Eğitim alanından geldiniz... Sonra Türkiye’nin en önemli kurumlarından THY’de genel müdürlük yaptınız, TUSAŞ’ta keza öyle… Akademisyen olmayı özlediğiniz oluyor mu?

Hafta sonları halen ders veriyorum. Hocalık farklı birşey. Çok ayrı bir keyfi var. Öğrencinin dikkatini çekip, söylediklerinizi almasını sağlamalısınız. Bunun  yanı sıra hocalığın verdiği fırsatlar var. Öğrenmek isteyenlerle iç içe oluyorsunuz; onlar öğrenirken siz de öğreniyorsunuz. Geçen yıl ilk dönem ‘Design of Term System’ eğitimi verdim. Isı transferiyle, akışkanlar mekaniğiyle çok içli dışlı değilim ama Termodinamik ile Akışkanlar Mekaniği üzerine eğitim verdim.

 

Havacılık yaşamınızda hiç unutamadığınız ilginç bir anınız vardır mutlaka, bizimle paylaşmanız mümkün mü?

Çok anım var. Ama hiç unutamadığım Mavi Marmara olayı var. İsrail, Mavi Marmara’ya el koymuştu. Şehitlerimiz içinde gencecik bir çoçuk da vardı. Biz THY olarak geride kalanları almak için Telaviv’e uçak gönderdik. Cenazeleri Türkiye’ye getirdiğimizde, havaalanı ana baba günüydü. Anlatılamaz bir histi. Unutma şansım yok... Yine THY olarak Filistinli yaralılar için Mısır’a uçak gönderdik. Uçaklar Mısır’da bekledi yaralıları alamadık. 15 Temmuz var... Çok hikaye var unutamadığım...

 

Bir kez daha dünyaya gelseniz seçeceğiniz meslek ne olurdu?

Yine uçak mühendisi olurdum. Yerde herkes yürür ama havada herkes yürüyemez. Havacılığın değeri 10 kat 100 kat artıyor...

 

Uçak teknolojilerinin gelişimine baktığımızda önümüzdeki süreçte havada yürüyenler artacak sanırım...

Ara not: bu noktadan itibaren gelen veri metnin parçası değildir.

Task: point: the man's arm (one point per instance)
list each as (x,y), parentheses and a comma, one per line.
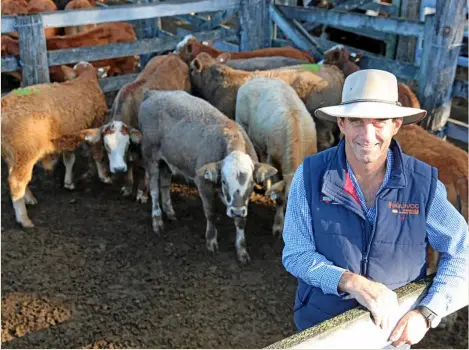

Bugün havacılığın önündeki en büyük engel enerji sorunu. Şu anda Ay’a neden gidemiyoruz? Çünkü yarı yolda yakıtımız bitiyor. Geçen yıl Berlin’de NATO Endüstri Forumu vardı. Ben de konuşmacıydım. Orada nükleer füzyon konusunu gündeme getirmiştim. Uluslararası havacılık alanındaki bir şirketin genel müdürü de “Biz bu konuda çalışmalar yapıyoruz” demişti. Şu anda bu konuda çalışmalar var. Kimine göre 10 yıl, kimine göre 50 yıl sonra bu gerçekleşecek. Ki eğer nükleer füzyon gerçekleşirse, biz havada yaşamaya başlayacağız. Çünkü enerji problemi olmuyor. Nükleer füzyon sayesinde 9G yapılabiliyor. Şu anda ivmelenme 1G kadar dahi olsa Ay’a birkaç saatte gidebileceğiz.

 

Bizlere vakit ayırdığınız için çok teşekkür ediyoruz... Eklemek istediğiniz, eksik bıraktığınız bir konu varsa dinlemek isteriz...

Türkiye, havacılık alanında 5 yıl içinde önemli bir gelişme kat edecek. Uçak bakımı ve tamiri, havacılık alanı için çok değerli...

 

Teknisyen olmazsa uçak olmaz.

Uçak bakım teknisyenlerimizin Türkiye için geliştirilen projelerde de aktif bir rol üstlenmesi önemli.